Skip to contents

This function merges multiple NetCDF files from the same climate model, variable, frequency, scenario, and variant into single continuous time series files using CDO (Climate Data Operators). This is essential for creating uninterrupted time series from climate model outputs that are often split across multiple files.

Usage

htr_merge_files(hpc = NA, indir, outdir, year_start, year_end)

Arguments

hpc

Character string or NA. Indicates High Performance Computing mode:

  • NA: Standard processing mode

  • "array": HPC array job mode (requires file parameter)

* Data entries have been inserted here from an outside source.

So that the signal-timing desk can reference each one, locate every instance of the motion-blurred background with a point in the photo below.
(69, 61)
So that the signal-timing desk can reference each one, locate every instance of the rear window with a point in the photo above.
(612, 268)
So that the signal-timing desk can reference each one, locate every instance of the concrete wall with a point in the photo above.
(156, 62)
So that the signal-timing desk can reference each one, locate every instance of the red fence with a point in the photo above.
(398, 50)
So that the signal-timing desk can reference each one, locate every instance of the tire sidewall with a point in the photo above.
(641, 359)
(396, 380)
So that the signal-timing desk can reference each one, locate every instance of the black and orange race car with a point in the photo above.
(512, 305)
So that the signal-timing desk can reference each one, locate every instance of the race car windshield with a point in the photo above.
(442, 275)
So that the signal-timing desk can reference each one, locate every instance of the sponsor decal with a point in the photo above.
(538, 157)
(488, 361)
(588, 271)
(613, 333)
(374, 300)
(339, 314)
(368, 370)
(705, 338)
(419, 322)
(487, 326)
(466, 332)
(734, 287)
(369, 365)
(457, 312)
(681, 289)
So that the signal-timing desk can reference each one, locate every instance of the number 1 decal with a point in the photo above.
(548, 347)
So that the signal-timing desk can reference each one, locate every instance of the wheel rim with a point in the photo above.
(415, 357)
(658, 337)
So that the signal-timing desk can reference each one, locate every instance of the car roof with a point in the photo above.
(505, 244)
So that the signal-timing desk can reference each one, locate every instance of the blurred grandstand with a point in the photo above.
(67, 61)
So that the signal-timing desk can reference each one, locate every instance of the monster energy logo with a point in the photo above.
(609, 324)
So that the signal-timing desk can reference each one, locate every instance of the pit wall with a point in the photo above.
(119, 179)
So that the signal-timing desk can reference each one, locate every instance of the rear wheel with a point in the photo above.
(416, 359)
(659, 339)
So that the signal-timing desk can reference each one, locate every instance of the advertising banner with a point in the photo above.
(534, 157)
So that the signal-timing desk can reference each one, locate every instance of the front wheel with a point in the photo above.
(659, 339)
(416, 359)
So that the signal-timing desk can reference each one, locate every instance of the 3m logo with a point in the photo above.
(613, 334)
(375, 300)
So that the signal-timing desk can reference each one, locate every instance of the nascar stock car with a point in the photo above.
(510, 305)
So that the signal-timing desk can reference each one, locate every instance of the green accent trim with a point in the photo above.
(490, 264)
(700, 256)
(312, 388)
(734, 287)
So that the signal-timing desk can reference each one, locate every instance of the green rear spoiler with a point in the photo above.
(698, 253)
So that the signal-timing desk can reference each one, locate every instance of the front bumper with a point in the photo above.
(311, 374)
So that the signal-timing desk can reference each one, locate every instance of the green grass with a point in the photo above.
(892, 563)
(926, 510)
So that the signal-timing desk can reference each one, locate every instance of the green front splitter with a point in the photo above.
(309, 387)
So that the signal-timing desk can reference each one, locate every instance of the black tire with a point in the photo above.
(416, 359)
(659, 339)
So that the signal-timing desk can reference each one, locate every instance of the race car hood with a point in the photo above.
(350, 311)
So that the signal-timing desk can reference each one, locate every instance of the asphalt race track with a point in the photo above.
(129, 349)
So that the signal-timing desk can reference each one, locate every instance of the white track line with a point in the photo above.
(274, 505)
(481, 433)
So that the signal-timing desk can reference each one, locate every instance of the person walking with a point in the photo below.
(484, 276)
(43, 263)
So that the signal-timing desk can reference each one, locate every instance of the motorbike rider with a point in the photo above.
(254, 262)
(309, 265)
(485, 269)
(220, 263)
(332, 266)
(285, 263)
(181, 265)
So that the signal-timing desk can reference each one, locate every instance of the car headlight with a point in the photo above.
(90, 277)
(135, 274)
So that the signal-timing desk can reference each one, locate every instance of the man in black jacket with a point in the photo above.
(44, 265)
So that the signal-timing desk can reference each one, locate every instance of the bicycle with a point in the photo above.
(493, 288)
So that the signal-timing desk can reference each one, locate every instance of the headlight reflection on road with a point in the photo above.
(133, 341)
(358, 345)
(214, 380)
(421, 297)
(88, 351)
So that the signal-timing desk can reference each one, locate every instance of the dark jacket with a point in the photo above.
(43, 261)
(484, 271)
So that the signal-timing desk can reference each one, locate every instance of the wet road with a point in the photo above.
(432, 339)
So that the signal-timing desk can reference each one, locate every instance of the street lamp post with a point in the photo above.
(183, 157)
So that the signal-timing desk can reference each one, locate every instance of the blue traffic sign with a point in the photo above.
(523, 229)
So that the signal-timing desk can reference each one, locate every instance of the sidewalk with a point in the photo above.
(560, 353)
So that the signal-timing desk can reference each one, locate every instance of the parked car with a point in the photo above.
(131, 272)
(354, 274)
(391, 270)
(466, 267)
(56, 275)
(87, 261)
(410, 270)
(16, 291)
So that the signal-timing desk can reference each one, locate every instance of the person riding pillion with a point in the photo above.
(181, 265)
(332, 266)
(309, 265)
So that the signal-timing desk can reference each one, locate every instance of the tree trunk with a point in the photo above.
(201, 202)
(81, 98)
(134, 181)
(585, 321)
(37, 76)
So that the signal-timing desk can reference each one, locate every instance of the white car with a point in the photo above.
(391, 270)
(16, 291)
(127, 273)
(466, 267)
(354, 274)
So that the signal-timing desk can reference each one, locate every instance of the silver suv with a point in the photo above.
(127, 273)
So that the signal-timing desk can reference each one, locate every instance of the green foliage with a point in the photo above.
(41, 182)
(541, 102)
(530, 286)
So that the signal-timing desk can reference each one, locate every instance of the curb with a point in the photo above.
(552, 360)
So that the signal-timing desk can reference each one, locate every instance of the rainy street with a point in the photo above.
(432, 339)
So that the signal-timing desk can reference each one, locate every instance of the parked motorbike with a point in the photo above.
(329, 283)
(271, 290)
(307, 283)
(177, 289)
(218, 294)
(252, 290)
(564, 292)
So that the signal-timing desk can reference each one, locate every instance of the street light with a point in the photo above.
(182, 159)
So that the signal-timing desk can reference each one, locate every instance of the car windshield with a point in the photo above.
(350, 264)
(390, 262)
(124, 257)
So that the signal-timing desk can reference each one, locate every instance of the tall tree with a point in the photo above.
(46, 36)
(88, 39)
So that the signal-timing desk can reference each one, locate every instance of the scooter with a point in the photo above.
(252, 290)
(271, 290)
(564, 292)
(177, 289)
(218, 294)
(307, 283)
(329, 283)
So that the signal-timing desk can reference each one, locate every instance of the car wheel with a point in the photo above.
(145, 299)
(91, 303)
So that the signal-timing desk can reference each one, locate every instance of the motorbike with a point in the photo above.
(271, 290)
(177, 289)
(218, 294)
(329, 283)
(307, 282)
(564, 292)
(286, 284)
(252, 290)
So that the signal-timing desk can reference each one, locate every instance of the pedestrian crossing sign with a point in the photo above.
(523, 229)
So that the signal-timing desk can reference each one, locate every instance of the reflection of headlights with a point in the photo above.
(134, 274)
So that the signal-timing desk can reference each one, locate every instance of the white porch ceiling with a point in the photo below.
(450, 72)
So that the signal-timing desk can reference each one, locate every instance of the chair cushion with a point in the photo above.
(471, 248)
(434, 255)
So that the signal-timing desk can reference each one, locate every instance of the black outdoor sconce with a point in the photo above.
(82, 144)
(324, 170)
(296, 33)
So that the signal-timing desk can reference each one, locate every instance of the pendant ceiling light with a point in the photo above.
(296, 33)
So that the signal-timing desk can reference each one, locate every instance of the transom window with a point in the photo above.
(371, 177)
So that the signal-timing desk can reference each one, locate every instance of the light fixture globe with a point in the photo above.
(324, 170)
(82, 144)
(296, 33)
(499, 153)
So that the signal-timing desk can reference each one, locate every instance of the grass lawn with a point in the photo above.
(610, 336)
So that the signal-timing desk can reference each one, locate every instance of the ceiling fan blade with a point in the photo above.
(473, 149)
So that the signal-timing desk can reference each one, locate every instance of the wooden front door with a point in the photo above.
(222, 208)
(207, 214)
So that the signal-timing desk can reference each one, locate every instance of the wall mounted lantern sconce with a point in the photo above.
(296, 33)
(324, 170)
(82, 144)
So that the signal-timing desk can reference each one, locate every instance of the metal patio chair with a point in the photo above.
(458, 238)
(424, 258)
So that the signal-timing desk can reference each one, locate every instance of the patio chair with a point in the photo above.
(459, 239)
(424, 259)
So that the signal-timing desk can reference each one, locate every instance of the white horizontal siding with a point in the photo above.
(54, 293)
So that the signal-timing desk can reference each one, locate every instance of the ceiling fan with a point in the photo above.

  • "parallel": HPC parallel mode

indir

Character string. Directory containing merged NetCDF files to be time-sliced. Files should be continuous time series created by htr_merge_files().

outdir

Character string. Directory where time-sliced files will be saved.

year_start

Numeric. Earliest year to include in the merged files. Files ending before this year (for historical data) will be excluded.

year_end

Numeric. Latest year to include in the merged files. Files starting after this year (for projection data) will be excluded.

Value

No return value. The function creates merged time series files in the specified output directory with filenames following the pattern: variable_frequency_model_scenario_variant_merged_YYYYMMDD-YYYYMMDD.nc

Details

Climate model data is typically provided as multiple files covering different time periods. This function combines these files into continuous time series using the CDO mergetime operator, which concatenates files along the time dimension.

The function:

  1. Extracts metadata (variable, frequency, scenario, model, variant) from all files

  2. Groups files by their metadata combinations

  3. Filters files based on the specified year range to avoid out-of-scope data

  4. Merges files for each group using cdo -L -selname,'variable' -mergetime

  5. Creates output filenames with "merged" and the full time range

The CDO command used is: cdo -L -selname,'variable' -mergetime input_files output_file

Where:

  • -L enables netCDF4 compression

  • selname ensures only the specified variable is retained

  • mergetime concatenates files along the time dimension

Note

  • Requires CDO (Climate Data Operators) to be installed and accessible from the system PATH

  • Input files must follow CMIP6 naming conventions for proper metadata extraction

  • Files are only merged if they don't already exist in the output directory

  • Uses parallel processing with (number of CPU cores - 2) workers

  • The -L flag enables netCDF4 compression for smaller output files

  • Automatically handles different time ranges for historical vs. projection scenarios

References

CDO User Guide: https://code.mpimet.mpg.de/projects/cdo/embedded/cdo.pdf CDO mergetime operator: https://code.mpimet.mpg.de/projects/cdo/embedded/cdo.pdf#page=102 CDO selname operator: https://code.mpimet.mpg.de/projects/cdo/embedded/cdo.pdf#page=126

Author

Dave Schoeman and Tin Buenafe

Examples

if (FALSE) { # \dontrun{
# Get a path to a temporary directory
temp_dir <- tempdir()

htr_merge_files(
  hpc = NA,
  indir = system.file("extdata", package = "hotrstuff"), # input directory
  outdir = file.path(temp_dir, "merged"), # output directory
  year_start = 1990, # earliest year across all the scenarios considered
  year_end = 2014 # latest year across all the scenarios considered
)
} # }